Israel and the West Bank (and some efforts at musical peacemaking)

by Micah Hendler

(Micah Hendler ’11 was in Calhoun College and majored in music and international studies.  He is spending the summer globe-trotting with the Whiffenpoofs and documenting their musical-diplomatic exploits for the Globalist. This post describes their time in Jerusalem.)

Sunday, July 10

After a five-hour tour of the Old City of Jerusalem, we head to the Jerusalem YMCA for the Whiffenpoofs Concert for Peace, our one public concert in Israel. In the past, the Whiffenpoofs had collaborated with the Rotary Club in Jerusalem to set up the concert (I myself attended the 2010 Whiffenpoofs’ performance at the YMCA in Jerusalem last summer, a benefit for Rotary, and it was lovely), but I really wanted our concert to benefit peace work, specifically the work I had seen Seeds of Peace do so well over my four summers working with the organization. I figured I had a lot of experience in Israel and many connections in diverse communities in Jerusalem, so I tried, as respectfully as I could, to decline the Rotary Club’s offer, and decided to put together the event myself, relying on the copious logistical aid I had been promised by various Seeds of Peace staff members, from regional staff members to the executive director herself, as well as all the other networks I knew I would be able to tap into to generate an audience. But, like everything else with this tour, things did not go as planned. I got some great help from certain Seeds of Peace staff members early on in the process, but once the pedal had to hit the metal promotion-wise a couple weeks ago, Seeds of Peace was completely absent, despite several desperate emails from me. In addition, there were certain key avenues of publicity that I learned, too late, were crucial for generating an audience to any concert in Jerusalem. Presumably, local Seeds of Peace staff, or other local Jerusalemites that I asked for advice, would have had such expertise, but no one told me about them.

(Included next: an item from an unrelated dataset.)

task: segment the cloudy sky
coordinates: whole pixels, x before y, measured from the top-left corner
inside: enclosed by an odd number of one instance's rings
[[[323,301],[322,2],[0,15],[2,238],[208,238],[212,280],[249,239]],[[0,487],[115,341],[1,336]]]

Organizing the concert in Jerusalem showed me the difficulties of combining music and peace efforts. (Hendler/TYG)

Because of my last-ditch efforts to save the concert, we end up with an audience of about 300 people. Particularly, one of the audience members remarked, “you would never find such a mix of people all in the same place at the same event in this city – this is pretty amazing.” And she was right – I was able to assemble a mix of Israelis and Palestinians, Seeds and soldiers, Jews, Christians and Muslims, young and old, and they all loved the concert. So that was a victory for sure. We also collaborated with Heartbeat Jerusalem, an amazing program started by one of my former Seeds of Peace music counselors, Aaron Shneyer. They are a band composed of Israeli and Palestinian youth from Jerusalem, who engage in coexistence work through collaborative song-writing and performance about all the issues that confront them in their lives, including the conflict. Hearbeat opened for us, and we closed the concert with a joint encore of the Israeli pop hit from the ’90s, “Salaam.”

In many ways, the concert was a success. Many of my family and friends from the US, Israel, and Palestine were at the concert, and I was happy to make them proud. But it was also a seriously lost opportunity. As far as social efficacy, only half as many people were able to experience the concert as I had hoped, and as traditionally come to Whiffenpoof concerts in Jerusalem (under the Rotary Club’s aegis, they usually sell out the YMCA). Financially-speaking, we barely broke even (the hall seats 600 people, and even with 300 people, we could barely cover our costs), so we will have little, if any, money to donate to Seeds of Peace.

But I learned some valuable lessons about making musical change in the Israeli-Palestinian conflict – notably, how hard it is. In particular, as our guide, Oodee, noted about Jerusalem’s architectural structure, it is impossible to build anything from scratch here – it must be built on the foundations of existing structures. I was able to assemble a rag-tag coalition of people to come to the concert, but by trying to simply create my own way without even being in the city in person to solidify my efforts with personal presence, my event did not have the solid structure that the Rotary Club had built for the Whiffenpoofs over the last several years. I thought that I needed to go against the grain and forge out on my own in order to make a difference, but such daring is rarely rewarded in a place as complicated as Jerusalem. If I want to start my choir in a year or two, or five, it will need to be firmly entrenched in the city of Jerusalem itself first, so that it can then stand firmly on its own.